Enrichment Overview

After you have parsed and normalized the raw security telemetry events, the next step is to enrich the data elements of the normalized event.

Enrichments add external data from data stores (such as HBase). Cloudera Cybersecurity Platform (CCP) uses a combination of HBase, Storm, and the telemetry messages in json format to enrich the data in real time to make it relevant and consumable. For example, the GEO enrichment provides latitude and longitude coordinates plus the city, state, and country for an external IP address. You can use this enriched information immediately rather than needing to hunt in different silos for the relevant information.

CCP provides a separate HBase table named enrichment_list that holds the list of enrichment types. It is dynamically populated by listening to inserts made on the "enrichment" table and helps to provide an accurate list of all available enrichment types.

CCP provides two types of enrichment:

Telemetry events
Threat intelligence information

The telemetry data sources for which CCP includes parsers (for example, Bro, Snort, and YAF) already include the following enrichment topologies that activate when you start the data sources in CCP:

Asset
GeoIP
User

You can also add enrichment sources for your own parsers to suit your needs. For example, you might want to use one or more of the following:

Transformation: Extracts data from existing fields.

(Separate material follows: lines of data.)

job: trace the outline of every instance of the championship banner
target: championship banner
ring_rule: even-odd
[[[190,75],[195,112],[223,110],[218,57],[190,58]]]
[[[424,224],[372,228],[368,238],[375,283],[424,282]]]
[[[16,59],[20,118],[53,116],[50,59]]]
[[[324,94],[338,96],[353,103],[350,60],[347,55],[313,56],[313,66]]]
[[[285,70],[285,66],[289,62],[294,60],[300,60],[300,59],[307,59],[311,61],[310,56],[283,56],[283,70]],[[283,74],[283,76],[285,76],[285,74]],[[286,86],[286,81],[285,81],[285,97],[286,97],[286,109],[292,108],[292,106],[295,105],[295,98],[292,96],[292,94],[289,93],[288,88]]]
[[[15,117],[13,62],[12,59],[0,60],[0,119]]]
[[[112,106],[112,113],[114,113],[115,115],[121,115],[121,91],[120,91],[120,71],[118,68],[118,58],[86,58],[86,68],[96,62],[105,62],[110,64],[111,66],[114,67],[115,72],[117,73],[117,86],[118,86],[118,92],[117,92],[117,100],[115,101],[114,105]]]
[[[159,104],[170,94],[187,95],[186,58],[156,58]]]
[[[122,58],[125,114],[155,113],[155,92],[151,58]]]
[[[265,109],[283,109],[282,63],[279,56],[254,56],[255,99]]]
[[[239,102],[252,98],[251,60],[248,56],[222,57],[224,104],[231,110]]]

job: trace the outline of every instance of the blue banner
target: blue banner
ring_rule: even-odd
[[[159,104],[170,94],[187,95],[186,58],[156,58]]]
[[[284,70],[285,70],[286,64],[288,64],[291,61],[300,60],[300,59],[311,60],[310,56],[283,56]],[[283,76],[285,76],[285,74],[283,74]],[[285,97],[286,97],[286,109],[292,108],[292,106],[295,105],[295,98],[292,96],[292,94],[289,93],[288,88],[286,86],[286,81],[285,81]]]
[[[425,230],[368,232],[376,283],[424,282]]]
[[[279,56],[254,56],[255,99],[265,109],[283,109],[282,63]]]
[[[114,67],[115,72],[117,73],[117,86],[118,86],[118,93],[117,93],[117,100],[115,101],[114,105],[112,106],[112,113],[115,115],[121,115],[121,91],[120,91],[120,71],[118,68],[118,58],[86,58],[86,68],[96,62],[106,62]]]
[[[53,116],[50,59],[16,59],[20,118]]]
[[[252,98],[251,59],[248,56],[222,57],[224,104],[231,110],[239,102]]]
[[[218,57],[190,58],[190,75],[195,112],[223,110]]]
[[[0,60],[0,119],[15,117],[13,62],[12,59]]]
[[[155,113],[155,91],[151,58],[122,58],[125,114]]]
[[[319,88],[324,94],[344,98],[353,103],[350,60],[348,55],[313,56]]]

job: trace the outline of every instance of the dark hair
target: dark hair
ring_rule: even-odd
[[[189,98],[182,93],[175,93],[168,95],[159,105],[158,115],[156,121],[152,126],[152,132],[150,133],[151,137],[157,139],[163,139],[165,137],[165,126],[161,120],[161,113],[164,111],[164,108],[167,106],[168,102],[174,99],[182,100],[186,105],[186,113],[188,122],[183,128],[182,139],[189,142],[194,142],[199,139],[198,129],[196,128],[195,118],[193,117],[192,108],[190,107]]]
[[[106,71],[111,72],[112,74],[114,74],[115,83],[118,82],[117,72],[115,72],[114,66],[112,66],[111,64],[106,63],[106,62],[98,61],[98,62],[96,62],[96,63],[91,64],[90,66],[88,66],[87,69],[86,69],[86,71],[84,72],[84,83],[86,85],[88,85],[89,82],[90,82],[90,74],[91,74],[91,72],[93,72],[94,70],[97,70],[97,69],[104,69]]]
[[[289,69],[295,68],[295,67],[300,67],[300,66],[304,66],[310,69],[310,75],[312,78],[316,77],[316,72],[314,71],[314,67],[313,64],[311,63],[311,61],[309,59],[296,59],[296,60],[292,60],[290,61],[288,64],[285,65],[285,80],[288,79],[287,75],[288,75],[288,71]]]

Brings in profile or machine learning results.
Geocoding: Adds information about city, country, postal code, latitude, and longitude for IP addresses.
Organization Classification: Provides information about host, user, and any other assets derived from organizational data sources such as CMDB or employee databases.
Whois: Provides ownership information of the web domain.

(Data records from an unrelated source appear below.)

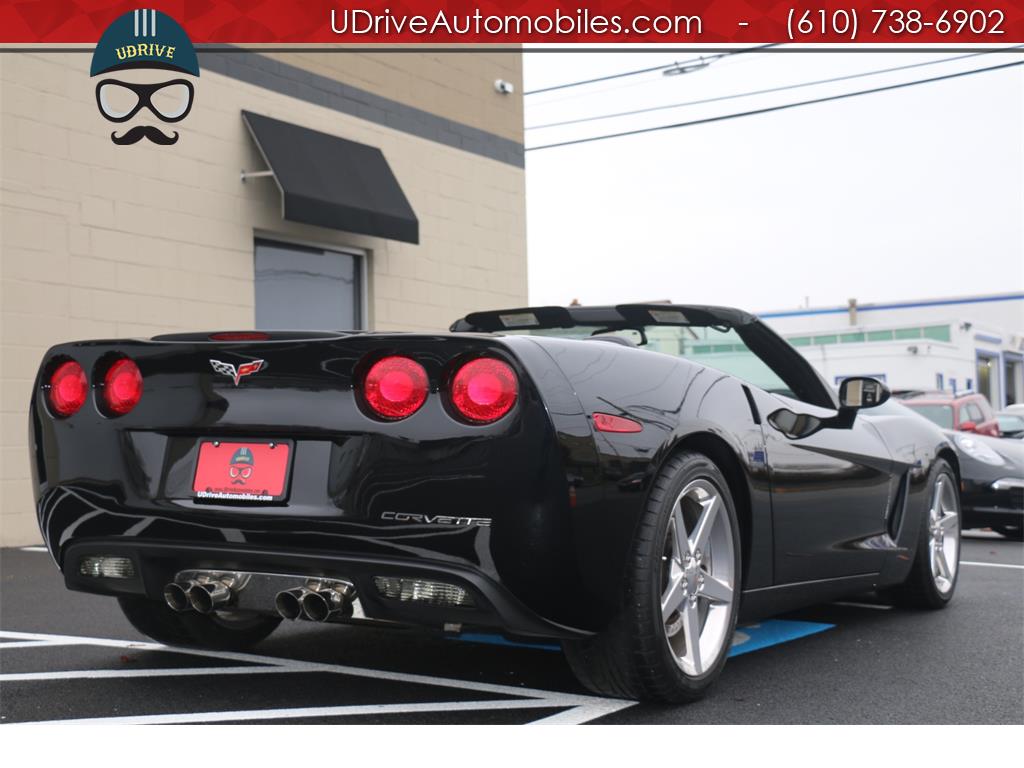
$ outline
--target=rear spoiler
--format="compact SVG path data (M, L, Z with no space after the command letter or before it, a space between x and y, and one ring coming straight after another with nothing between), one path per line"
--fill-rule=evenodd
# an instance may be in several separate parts
M501 331L594 326L606 329L649 325L724 326L739 328L757 318L741 309L695 304L618 304L605 307L520 307L471 312L452 323L451 331Z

One of the advantages of the enrichment topology is that it groups messages by HBase key. Whenever you execute a Stellar function, you can add a caching layer, thus decreasing the need to call HBase for every event.

Prior to enabling an enrichment capability within CCP, the enrichment store (which for CCP is primarily HBase) must be loaded with enrichment data. The dataload utilities convert raw data sources to a primitive key (type, indicator) and value and place it in HBase. You can load enrichment data from the local file system or HDFS, or you can use the parser framework to stream data into the enrichment store. The enrichment loader transforms the enrichment into a JSON format that CCP can use. Additionally, the loading framework can detect and remove old data from the enrichment store automatically.

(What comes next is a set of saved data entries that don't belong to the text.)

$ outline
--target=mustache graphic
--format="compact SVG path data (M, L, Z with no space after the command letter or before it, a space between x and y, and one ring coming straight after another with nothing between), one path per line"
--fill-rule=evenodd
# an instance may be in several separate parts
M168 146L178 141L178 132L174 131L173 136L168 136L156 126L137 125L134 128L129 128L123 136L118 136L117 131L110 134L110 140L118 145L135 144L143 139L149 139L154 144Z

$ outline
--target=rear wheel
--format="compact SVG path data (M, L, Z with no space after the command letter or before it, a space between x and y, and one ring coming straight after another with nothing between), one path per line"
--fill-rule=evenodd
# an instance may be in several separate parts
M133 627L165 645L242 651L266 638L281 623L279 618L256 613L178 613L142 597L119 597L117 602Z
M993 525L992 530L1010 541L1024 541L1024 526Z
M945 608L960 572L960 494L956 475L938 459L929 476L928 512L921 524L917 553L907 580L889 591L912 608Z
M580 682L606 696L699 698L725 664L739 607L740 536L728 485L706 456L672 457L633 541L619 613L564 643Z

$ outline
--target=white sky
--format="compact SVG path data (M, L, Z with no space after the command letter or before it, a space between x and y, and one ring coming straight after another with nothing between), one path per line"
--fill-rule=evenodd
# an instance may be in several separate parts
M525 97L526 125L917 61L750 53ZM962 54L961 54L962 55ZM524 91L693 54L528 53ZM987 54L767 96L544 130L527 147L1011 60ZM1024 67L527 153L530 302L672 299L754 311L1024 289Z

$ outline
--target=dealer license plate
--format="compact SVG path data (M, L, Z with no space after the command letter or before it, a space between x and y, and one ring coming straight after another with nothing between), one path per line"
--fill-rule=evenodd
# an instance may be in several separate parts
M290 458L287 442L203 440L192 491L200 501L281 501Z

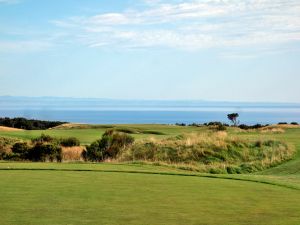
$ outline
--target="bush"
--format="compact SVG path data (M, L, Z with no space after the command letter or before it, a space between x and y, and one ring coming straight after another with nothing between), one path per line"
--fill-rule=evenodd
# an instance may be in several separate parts
M120 150L131 145L134 138L128 134L107 130L101 139L87 146L83 152L83 158L90 161L103 161L107 158L115 158Z
M31 141L33 143L37 143L37 142L53 142L55 141L56 139L51 137L50 135L47 135L47 134L41 134L41 136L37 137L37 138L33 138L31 139Z
M101 139L101 146L105 149L105 156L114 158L122 148L132 144L134 138L114 130L106 131Z
M189 124L190 127L201 127L202 124L199 124L199 123L191 123Z
M101 147L100 140L97 140L86 147L82 152L85 161L100 162L104 160L104 149Z
M260 129L260 128L263 128L263 127L266 127L267 125L261 125L261 124L255 124L255 125L252 125L252 126L248 126L246 124L241 124L239 125L239 128L240 129L243 129L243 130L250 130L250 129Z
M240 174L240 173L242 173L241 168L239 168L237 166L228 166L226 168L226 171L229 174Z
M297 122L291 122L291 125L299 125Z
M223 173L225 173L225 171L220 169L220 168L211 168L209 170L209 173L211 173L211 174L223 174Z
M225 130L227 130L227 127L224 126L223 124L220 124L216 127L216 130L217 131L225 131Z
M12 147L12 152L16 154L24 154L29 150L29 146L26 142L17 142Z
M80 146L80 141L76 137L63 138L60 144L64 147Z
M26 160L28 158L30 146L26 142L15 143L12 147L10 159Z
M279 122L278 125L287 125L287 122Z
M181 126L181 127L185 127L186 124L185 123L175 123L176 126Z
M59 145L54 143L36 143L36 145L29 150L28 159L35 162L61 162L62 149Z
M205 123L204 125L205 126L220 126L220 125L222 125L222 123L218 122L218 121L214 121L214 122Z

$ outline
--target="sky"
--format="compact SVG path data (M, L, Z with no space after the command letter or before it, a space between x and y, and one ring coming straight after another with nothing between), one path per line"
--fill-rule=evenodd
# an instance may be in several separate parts
M300 102L299 0L0 0L0 95Z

CCP supports three types of enrichment loaders:

Bulk load from HDFS via MapReduce
Taxii Loader
Flat File ingestion

After you load the stores, you can incorporate into the enrichment topology an enrichment bolt to a specific field or tag within a Metron message. The bolt can detect when it can enrich a field and then take an enrichment from the enrichment store and tag the message with it. The enrichment is then stored within the bolt's in-memory cache. CCP uses the underlying Storm routing capabilities to ensure that similar enrichment values are sent to the appropriate bolts that already have these values cached in-memory.

CCP supports two types of configurations: global and sensor specific. The sensor specific configuration configures the individual enrichments and threat intelligence enrichments for a given sensor type (for example, squid). This section describes sensor specific configurations.